This battle convinced contemporary navies to design and build new major warships with armour plating; this instigated a naval arms race between France and Britain lasting over a decade.
[3] A discussion ensued over what target should be attacked next; the French and British high commands considered driving from the Crimea to Kherson and launching major campaigns in Bessarabia or the Caucasus.
Instead, at the urging of French commanders, they settled on a smaller-scale operation to seize the Russian fort at Kinburn, which protected the mouth of the Dnieper.
Fox Maule-Ramsay, then the British Secretary of State for War, suggested that without a plan to exploit the capture of the fortress, the only purpose of the operation would be to give the fleets something to do.
That night, a force of nine gunboats escorted transports carrying 8,000 men, led by François Achille Bazaine, who were landed behind the forts, further up the peninsula.
[5] The gunboat force was commanded by Rear Admiral Houston Stewart, who ordered his crews to hold their fire in the darkness unless they were able to clearly see a Russian target.
The Russians did not launch a counterattack on the landing, allowing the French and British soldiers to dig trench positions while the gunboats shelled the main fort, albeit ineffectively.
[12] The ships of the line had a difficult time getting into effective positions owing to the shoals in the surrounding water, and so much of the work fell to smaller and shallower draught vessels, most prominently the three ironclad batteries.
The only significant hit on the ironclad batteries was one shell that entered a gunport on Dévastation, which killed two men but otherwise caused no serious damage to the ship.
Nevertheless, the attack on Kinburn was significant in that it demonstrated that the French and British fleets had developed effective amphibious capabilities and had technological advantages that gave them a decisive edge over their Russian opponents.

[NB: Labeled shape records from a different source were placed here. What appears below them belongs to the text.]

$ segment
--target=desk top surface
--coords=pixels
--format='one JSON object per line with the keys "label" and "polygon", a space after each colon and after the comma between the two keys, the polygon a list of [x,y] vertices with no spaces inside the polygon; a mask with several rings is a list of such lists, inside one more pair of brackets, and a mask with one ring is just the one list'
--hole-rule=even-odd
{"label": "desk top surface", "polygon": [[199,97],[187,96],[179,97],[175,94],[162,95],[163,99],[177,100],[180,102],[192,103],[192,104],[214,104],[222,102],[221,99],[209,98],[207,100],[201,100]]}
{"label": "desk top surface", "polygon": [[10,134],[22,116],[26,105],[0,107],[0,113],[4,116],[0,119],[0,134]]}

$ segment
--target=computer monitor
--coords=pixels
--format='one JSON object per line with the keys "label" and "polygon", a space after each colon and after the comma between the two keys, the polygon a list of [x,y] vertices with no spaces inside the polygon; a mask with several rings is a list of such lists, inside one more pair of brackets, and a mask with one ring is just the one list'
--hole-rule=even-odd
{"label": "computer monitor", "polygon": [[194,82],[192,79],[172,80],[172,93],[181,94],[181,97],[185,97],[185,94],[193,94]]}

Diplomatic pressure from still-neutral Austria convinced Czar Alexander II of Russia to sue for peace, which was concluded the following February with the Treaty of Paris.
[21] Their success at Kinburn, coupled with the devastating effect new shell-firing guns had had on wooden warships at the Battle of Sinop earlier in the war led most French naval officers to support the new armoured vessels.
[22] Napoleon III's programme produced the first sea-going ironclad, Gloire, initiating a naval construction race between France and Britain that would last until the outbreak of the Franco-Prussian War in 1870.
The British Royal Navy, which had five ironclad batteries under construction, laid down another four after the victory at Kinburn, and replied to Gloire with a pair of armoured frigates of their own, Warrior and Black Prince.